Maybe some day it will. Maybe the technology and the science is coming, and some day we'll know immediately if a player is concussed and how badly, before another snap is taken and further risk is incurred. Perhaps players will do their part as well in those tougher to discern borderline cases, speaking up during a game when they should, rather than trying to mask their symptoms or practice the gladiator mentality that does the education against concussions no good.

But for now, it still feels like a moving target, with the league finally trying to minimize the wiggle room in the diagnostic process, and adjust the game's rules and safety measures as we go. Heightened concussion awareness doesn't provide a panacea, but it beats the heck out of the ignorance or inattentiveness that once prevailed.

After all, the concussion debate will always be with us to some degree, because football is a collision sport, and collisions produce concussions. But we're chipping away at what was once considered collateral damage in the game, trying harder to discern between a big hit and a brain-damaging hit, and make changes to limit the long-term impact and frequency of concussions.

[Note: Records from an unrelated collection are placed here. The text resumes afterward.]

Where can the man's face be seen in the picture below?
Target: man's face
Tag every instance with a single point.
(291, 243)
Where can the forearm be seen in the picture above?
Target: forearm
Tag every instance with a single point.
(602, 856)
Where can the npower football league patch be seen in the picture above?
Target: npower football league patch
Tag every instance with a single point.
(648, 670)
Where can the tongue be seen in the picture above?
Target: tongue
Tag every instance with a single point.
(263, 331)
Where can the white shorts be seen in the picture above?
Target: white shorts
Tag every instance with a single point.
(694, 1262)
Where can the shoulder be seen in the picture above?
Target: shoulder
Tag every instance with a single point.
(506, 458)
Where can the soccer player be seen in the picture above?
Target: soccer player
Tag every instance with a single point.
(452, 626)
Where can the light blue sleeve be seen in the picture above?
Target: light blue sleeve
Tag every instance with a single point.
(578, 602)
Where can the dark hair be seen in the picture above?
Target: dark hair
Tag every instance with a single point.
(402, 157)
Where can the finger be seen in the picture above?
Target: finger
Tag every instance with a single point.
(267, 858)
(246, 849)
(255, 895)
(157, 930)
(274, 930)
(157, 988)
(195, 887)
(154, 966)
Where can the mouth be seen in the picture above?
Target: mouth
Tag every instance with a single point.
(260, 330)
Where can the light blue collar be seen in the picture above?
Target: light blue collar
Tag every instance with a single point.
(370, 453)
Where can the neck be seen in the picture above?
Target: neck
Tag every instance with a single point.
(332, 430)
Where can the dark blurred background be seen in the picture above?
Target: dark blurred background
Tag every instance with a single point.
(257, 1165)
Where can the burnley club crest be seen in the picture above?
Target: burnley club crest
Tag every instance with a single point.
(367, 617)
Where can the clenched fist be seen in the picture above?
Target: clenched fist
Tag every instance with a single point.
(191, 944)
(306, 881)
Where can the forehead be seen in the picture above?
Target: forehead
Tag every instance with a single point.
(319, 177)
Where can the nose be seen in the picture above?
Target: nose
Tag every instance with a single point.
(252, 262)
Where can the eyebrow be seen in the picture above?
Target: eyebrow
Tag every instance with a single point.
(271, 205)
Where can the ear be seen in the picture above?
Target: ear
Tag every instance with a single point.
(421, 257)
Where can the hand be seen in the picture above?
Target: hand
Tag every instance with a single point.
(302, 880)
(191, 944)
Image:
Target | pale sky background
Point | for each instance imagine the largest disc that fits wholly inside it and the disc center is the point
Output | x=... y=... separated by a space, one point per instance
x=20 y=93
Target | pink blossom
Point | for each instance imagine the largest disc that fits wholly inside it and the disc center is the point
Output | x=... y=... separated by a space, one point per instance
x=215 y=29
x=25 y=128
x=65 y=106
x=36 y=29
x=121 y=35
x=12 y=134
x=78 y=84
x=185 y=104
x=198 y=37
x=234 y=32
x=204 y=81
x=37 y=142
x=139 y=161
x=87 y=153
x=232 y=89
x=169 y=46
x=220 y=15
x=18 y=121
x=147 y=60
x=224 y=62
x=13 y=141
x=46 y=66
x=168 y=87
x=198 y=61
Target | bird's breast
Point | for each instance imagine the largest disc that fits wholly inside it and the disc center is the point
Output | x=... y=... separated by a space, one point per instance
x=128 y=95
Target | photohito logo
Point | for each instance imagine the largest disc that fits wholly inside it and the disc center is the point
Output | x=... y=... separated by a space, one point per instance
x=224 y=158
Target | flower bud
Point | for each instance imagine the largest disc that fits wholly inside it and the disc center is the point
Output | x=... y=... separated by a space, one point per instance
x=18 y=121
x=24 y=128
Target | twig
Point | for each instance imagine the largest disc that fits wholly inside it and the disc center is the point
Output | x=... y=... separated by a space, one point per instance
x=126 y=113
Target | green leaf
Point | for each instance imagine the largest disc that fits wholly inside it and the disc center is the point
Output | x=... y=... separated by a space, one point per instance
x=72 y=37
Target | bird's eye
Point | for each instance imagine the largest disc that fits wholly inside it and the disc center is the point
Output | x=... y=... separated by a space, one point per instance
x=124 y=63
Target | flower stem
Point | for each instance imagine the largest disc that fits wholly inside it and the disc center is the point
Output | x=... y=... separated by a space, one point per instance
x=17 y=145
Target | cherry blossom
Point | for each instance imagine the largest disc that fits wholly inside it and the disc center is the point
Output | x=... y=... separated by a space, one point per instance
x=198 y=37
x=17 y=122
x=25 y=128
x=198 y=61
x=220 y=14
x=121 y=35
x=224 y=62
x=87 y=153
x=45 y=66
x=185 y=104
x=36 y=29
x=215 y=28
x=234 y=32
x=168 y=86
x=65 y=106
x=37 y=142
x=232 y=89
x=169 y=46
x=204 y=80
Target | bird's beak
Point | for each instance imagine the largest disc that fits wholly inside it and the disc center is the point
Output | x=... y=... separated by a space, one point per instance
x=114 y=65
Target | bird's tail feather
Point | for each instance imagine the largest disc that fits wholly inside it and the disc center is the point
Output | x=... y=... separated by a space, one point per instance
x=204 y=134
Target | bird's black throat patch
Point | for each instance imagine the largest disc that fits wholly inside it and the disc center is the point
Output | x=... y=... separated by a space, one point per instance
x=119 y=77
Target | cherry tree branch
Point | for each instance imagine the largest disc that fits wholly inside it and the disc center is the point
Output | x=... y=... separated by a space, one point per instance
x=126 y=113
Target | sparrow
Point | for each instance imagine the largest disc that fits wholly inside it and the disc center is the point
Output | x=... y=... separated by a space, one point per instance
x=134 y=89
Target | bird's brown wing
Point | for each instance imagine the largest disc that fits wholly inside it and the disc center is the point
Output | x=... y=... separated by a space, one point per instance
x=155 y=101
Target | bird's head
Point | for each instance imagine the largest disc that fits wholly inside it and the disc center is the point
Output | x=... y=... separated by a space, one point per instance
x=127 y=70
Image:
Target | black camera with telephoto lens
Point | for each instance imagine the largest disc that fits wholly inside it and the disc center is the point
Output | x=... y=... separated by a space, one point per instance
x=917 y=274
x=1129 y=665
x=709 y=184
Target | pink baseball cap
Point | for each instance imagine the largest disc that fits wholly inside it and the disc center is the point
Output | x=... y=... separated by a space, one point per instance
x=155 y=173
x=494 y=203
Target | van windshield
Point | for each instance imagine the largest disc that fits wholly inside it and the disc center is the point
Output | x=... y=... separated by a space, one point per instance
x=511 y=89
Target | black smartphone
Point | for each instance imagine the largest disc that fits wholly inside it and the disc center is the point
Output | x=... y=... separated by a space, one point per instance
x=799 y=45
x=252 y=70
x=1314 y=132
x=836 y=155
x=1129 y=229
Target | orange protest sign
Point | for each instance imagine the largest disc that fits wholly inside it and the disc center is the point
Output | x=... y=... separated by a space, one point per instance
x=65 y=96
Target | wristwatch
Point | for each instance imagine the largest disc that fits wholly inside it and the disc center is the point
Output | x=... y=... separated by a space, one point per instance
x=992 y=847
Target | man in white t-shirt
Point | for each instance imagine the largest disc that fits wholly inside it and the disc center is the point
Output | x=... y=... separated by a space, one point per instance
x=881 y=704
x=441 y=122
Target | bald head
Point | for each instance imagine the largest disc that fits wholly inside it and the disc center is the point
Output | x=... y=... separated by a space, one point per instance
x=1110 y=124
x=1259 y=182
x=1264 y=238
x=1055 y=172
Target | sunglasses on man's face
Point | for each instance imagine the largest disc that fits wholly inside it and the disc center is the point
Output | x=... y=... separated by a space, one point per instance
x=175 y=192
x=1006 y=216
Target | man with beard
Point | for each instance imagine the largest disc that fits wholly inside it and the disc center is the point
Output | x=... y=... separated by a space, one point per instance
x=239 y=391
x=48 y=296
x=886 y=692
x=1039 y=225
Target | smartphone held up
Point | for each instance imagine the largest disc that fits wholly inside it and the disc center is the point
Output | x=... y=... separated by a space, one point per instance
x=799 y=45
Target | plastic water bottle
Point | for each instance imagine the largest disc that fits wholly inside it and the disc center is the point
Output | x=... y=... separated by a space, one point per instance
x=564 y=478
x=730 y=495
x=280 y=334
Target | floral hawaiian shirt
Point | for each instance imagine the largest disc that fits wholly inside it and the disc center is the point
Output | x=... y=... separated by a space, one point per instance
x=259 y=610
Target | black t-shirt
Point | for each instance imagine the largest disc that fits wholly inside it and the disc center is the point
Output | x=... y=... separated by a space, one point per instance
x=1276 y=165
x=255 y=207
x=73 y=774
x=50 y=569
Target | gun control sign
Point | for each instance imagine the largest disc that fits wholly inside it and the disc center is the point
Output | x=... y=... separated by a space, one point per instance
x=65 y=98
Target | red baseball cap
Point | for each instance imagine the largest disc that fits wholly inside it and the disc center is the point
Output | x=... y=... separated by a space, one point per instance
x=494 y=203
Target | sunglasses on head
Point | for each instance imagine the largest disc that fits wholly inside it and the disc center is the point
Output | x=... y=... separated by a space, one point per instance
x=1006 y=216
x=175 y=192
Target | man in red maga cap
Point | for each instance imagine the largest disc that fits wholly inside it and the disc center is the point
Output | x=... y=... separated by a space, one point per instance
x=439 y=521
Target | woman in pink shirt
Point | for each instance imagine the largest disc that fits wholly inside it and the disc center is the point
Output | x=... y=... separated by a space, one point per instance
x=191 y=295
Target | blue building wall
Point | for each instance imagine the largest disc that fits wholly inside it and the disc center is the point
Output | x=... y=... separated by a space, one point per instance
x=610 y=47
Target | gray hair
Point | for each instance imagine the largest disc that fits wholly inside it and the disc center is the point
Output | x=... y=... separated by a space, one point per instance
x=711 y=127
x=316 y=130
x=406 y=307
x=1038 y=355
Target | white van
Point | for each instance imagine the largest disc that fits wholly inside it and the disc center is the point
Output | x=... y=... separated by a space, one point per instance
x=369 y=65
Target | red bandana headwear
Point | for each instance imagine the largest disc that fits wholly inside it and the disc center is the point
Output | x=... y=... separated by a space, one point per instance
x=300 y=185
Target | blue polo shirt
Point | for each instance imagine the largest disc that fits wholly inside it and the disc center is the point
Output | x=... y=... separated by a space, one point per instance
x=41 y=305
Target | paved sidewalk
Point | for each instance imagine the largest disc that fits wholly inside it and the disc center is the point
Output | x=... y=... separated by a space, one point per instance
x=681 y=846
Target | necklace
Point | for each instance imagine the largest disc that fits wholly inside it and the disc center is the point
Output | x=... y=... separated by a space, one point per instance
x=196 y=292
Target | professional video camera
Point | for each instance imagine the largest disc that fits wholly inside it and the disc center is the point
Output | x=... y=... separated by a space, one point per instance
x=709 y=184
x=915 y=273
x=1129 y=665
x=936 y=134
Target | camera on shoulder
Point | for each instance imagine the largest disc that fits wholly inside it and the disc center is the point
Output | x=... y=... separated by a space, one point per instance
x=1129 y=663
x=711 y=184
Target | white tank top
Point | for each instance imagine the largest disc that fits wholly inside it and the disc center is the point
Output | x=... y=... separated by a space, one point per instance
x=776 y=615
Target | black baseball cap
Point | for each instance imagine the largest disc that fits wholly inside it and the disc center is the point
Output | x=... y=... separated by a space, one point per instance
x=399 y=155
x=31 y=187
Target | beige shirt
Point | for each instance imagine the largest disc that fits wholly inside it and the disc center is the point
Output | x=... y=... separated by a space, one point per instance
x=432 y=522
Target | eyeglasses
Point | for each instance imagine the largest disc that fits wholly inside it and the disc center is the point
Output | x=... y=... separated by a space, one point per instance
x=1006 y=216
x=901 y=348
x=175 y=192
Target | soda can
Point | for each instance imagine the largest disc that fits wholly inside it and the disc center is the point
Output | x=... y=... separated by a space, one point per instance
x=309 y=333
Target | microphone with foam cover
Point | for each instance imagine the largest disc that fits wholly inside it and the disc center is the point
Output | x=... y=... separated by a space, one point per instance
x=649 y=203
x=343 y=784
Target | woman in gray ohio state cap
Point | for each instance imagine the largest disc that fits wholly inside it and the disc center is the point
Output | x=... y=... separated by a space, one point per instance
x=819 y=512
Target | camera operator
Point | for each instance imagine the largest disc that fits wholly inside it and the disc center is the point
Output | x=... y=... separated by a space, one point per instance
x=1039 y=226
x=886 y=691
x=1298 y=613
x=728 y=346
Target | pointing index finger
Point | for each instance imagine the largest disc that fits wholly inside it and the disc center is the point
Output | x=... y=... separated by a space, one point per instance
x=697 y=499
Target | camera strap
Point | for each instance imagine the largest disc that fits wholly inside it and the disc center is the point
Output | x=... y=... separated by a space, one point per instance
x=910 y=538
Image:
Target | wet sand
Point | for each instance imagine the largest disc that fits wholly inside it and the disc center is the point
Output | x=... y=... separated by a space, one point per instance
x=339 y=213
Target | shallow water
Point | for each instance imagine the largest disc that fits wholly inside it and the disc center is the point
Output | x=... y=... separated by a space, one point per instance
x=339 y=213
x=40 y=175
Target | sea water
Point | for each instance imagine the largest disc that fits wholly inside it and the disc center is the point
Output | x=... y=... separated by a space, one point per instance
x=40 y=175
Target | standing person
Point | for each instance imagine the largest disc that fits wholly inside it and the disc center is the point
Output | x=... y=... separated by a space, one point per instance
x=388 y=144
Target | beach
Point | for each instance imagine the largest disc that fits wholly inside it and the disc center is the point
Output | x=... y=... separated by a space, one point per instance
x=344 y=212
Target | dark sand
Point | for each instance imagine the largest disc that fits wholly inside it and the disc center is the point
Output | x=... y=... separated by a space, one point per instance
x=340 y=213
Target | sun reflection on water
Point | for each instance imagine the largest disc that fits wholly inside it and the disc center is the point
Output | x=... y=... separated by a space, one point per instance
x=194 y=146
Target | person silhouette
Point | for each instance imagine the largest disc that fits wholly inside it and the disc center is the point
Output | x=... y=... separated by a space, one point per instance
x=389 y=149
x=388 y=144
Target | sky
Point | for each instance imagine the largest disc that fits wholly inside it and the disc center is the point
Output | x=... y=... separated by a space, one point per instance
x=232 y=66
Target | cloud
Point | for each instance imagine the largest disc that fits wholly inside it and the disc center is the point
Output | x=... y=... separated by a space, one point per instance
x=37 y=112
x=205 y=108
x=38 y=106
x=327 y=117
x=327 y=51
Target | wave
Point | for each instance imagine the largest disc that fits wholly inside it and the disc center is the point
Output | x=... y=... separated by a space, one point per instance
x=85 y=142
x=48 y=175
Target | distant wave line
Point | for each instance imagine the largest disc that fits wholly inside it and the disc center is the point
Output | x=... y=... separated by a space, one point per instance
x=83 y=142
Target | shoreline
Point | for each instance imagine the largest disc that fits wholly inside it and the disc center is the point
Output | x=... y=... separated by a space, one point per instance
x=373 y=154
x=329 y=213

On that front, Sunday was another headline day in the NFL's belated efforts to come to grips with brain injuries. When starting quarterbacks get sidelined with concussions, everyone in the game takes notice, and that's actually a good thing in the long term. Because some post-mortems are in order and necessary, if only to keep learning and keep the process moving forward. Knowing exactly what to do for players and when to do it in every situation, when events are unfolding in real time, is a still-evolving practice. Experience and a longer track record with the game's new sensibilities will only help increase the effectiveness of concussion recognition and hopefully prevention.

But it's a fight that takes time. Zero tolerance in terms of concussion diagnosis remains a goal, not a reality. To keep moving in the right direction, as quickly as possible, is the only option the NFL can entertain.